What a team!  Back on target, we get the trusses lifted up onto the roof, secure them in place.  Lifting those tiles onto the roof is hard work!  Two tiles together weigh about 14kg, and the sand gets in your eyes as you do it.  How I ache!!!  Gemma did most of the work, or so you would believe from the number of photos the camera crew took of her.  Just 'cos she's cute ...huh!  Well while Gemma posed, the rest of us got on with the real work.  We laid the last few tiles, put the ridge tiles in position to mortar down in the morning ...and celebrated!  Standing on top of that roof and looking around the township at the 22 other roofs with people on, was awesome.  What a feeling.  What did you do today?  We put the roof on a house in a township in Mfeleni.

View Article  Wednesday

Day 2 and should be Day 3!  We have to get the walls to 12 courses high today on at least the side walls, so that the dugha (concrete) can set overnight and take the weight of the roof.  We have a cracking team and finish to time!

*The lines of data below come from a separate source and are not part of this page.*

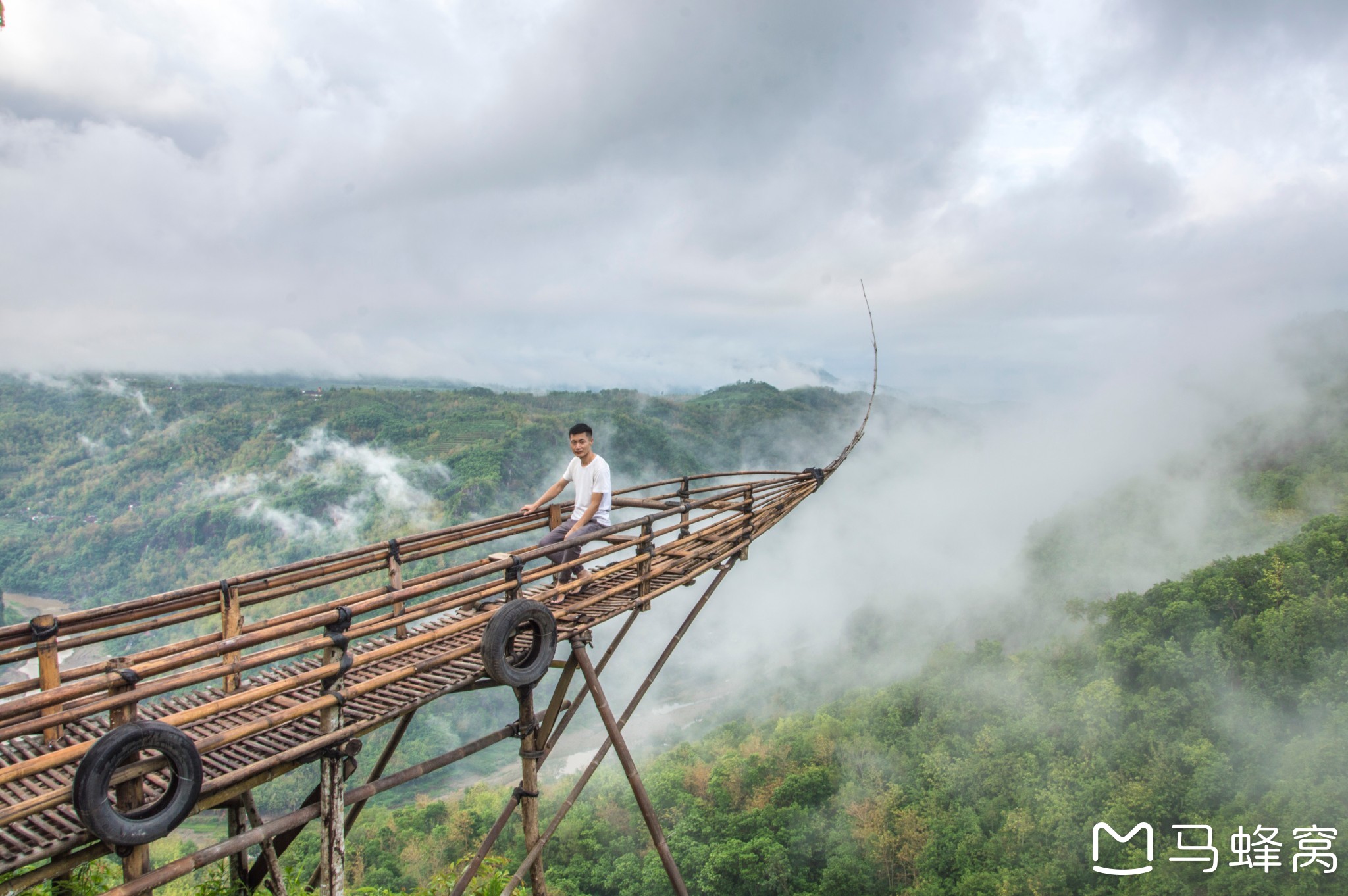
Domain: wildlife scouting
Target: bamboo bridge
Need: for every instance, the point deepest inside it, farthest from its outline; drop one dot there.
(255, 676)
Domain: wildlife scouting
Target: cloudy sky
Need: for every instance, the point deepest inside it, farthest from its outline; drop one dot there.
(666, 194)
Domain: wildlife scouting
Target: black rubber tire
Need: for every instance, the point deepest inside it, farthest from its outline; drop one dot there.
(519, 668)
(150, 822)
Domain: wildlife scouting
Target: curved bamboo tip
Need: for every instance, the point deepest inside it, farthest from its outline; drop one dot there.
(875, 380)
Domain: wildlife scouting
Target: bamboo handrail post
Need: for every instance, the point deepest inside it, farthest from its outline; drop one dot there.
(45, 630)
(396, 584)
(684, 511)
(748, 523)
(231, 626)
(643, 569)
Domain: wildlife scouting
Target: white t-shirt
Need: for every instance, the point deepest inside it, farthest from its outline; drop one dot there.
(591, 479)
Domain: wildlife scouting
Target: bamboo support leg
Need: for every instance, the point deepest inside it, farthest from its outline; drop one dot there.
(529, 757)
(380, 764)
(603, 751)
(282, 841)
(643, 801)
(135, 860)
(332, 851)
(269, 852)
(580, 695)
(49, 670)
(556, 705)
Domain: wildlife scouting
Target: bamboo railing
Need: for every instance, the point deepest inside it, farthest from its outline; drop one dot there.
(248, 690)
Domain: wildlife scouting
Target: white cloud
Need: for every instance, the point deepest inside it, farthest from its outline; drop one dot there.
(657, 196)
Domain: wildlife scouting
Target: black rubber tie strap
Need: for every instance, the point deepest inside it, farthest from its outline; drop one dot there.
(343, 667)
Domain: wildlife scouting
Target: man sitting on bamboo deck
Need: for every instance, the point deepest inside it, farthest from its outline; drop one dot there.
(594, 500)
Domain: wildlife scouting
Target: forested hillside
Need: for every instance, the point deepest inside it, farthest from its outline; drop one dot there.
(1216, 699)
(115, 488)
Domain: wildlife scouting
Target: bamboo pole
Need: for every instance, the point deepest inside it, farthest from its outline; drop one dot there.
(332, 841)
(269, 852)
(627, 714)
(130, 794)
(396, 584)
(49, 668)
(529, 757)
(254, 837)
(282, 841)
(465, 876)
(634, 779)
(274, 720)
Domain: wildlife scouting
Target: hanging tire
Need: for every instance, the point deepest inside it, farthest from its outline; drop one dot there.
(145, 824)
(519, 643)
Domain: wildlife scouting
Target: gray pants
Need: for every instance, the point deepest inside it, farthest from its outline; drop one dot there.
(569, 554)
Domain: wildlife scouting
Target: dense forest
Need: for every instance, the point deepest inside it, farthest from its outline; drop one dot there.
(117, 488)
(1215, 698)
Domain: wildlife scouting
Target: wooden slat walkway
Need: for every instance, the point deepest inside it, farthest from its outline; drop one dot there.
(57, 830)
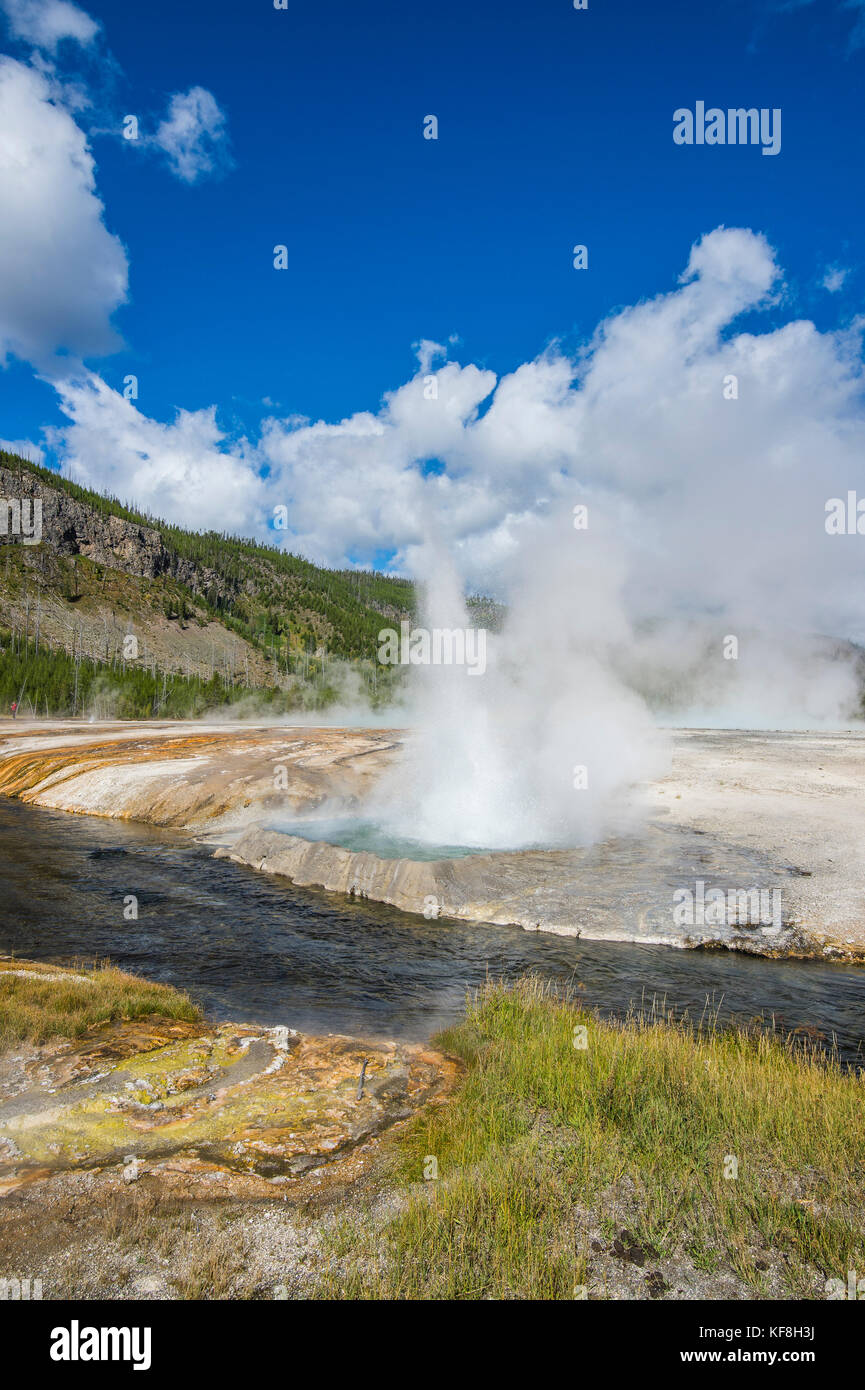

Here's a photo of Quondile our homeowner with Asakhe his two year old daughter.  I saw her tottering around in her Mums shoes just like any other little girl does.  (I have a feeling my brother did this too but thats another story!) I went to take a photo and she got shy until Dad stepped in!  Quondile was amazing!  We usually find ourselves building with the women, they run the families and the townships, but on Wednesday Quondile arrived and pitched in with mixing Dugha, passing blocks and doing all the tasks that needed to be done on-site.  He worked until we finished at about 4.30pm, and then announced he was off to work the night shift at the garage from &pm until 7am.  He was on site Thursday morning and worked all day again and told me he was working again that night.  I asked when he would sleep and he said "When the house is built".  It goes without saying he worked all day Friday and as we left for the closing ceremony he insisted on staying to use the last of the Dugha to build a 'Stoop' or front step.  It's truly humbling working with people like Quondile.

Heres a few photos of some of the other children who seemed to like the AR hard hat!

View Article  We're Here!!

Sorry there have been no postings to date.  We ran into some bad weather at the beginning of the week which has put us behind, and we have been catching up since!  A quick update and I'll try and do more overnight tonight.


I arrived onsite on Friday morning, having been picked up by Stuart Hendry from Habitat South Africa from the airport and taken straight there.  Nothing like hitting the ground running!  We drove around the township and immediately the sense of extreme poverty hit me.  People scratching out a living, the street vendors selling food, and so many shacks.


There are changes.  There were very few children playing in the streets, as most of them are now at school.  The Government has been putting more and more resources into education, and the changes are starting to notice.  We checked the sites over for health & safety (razorwire, deadly electrics) to make sure the volunteers would be OK and enjoy thier build.  We made a plan!


The coach leaves in 20 mins and I haven't had breakfast yet, so I'll post a day one photo and finish later.


We had the walls up to 8 courses high on Tuesday, 12 last night and we're ready to put the roof on, I'll catch up with the blog soon!!




Llangha and Sibongile get the iron profiles in place while Ben poses around in his shorts.


Sabbie, Rachel and Gemma shelter from the rain under the scaffold.


Ian and Llangha sheltering ...after about 20 mins we were back building, and that was the last we saw of the rain!